Opinion
2013-06-7
Colucci & Gallaher, P.C., Buffalo (John Keenan of Counsel), for Respondent–Appellant.
PRESENT: SCUDDER, P.J., SMITH, CENTRA, AND LINDLEY, JJ.
MEMORANDUM:
Respondent father appeals from an order confirming the finding of the Support Magistrate that he was in contempt of court based on his willful violation of a prior order of support, and incarcerating him. Initially, we agree with the father that, although he has completed serving the sentence of incarceration, the appeal is not moot because of the “enduring consequences [that] potentially flow from an order adjudicating a party in civil contempt” ( Matter of Bickwid v. Deutsch, 87 N.Y.2d 862, 863, 638 N.Y.S.2d 932, 662 N.E.2d 250;see Matter of Storelli v. Storelli, 101 A.D.3d 1787, 1788, 958 N.Y.S.2d 249).
The father's further contention that Family Court lacked subject matter jurisdiction is in actuality a contention that the petition was not legally sufficient because it failed to allege that he willfully failed to comply with a prior order requiring him to pay child support. The father failed to preserve that contention for our review ( see generally Matter of Irene C. [Reina M.], 68 A.D.3d 416, 416, 889 N.Y.S.2d 574;Matter of Toshea C.J., 62 A.D.3d 587, 587, 880 N.Y.S.2d 36;Matter of Kimberly Vanessa J., 37 A.D.3d 185, 185, 829 N.Y.S.2d 473), and in any event it is without merit ( see generally Matter of Child Support Enforcement Unit v. John M., 283 A.D.2d 40, 43, 724 N.Y.S.2d 235). The petition included, in capital letters and large bold type on the front page, the “warning” that a hearing was being requested, the purpose of which was to punish the father for contempt of court. The “warning” further advised the father that the sanction of imprisonment could be imposed. Furthermore, the father admitted that he was in willful violation of the prior order, and the Support Magistrate, “on more than one occasionprior to the [admission by the father that he violated the prior order,] confirmed that the petition was for a willful violation of the prior order[ ]” ( Matter of Santana v. Gonzalez, 90 A.D.3d 1198, 1199, 935 N.Y.S.2d 156).

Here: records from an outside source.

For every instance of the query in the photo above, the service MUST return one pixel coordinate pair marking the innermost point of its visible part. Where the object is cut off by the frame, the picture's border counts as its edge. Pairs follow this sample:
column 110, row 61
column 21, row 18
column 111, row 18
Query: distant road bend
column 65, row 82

We reject the further contention of the father that he was not afforded effective assistance of counsel ( see Matter of Rothfuss v. Thomas, 6 A.D.3d 1145, 1146, 775 N.Y.S.2d 657,lv. denied3 N.Y.3d 603, 782 N.Y.S.2d 697, 816 N.E.2d 570;Matter of Amanda L., 302 A.D.2d 1004, 1004, 754 N.Y.S.2d 494). We have considered the father's remaining contention and conclude that it is without merit.
It is hereby ORDERED that the order so appealed from is unanimously affirmed without costs.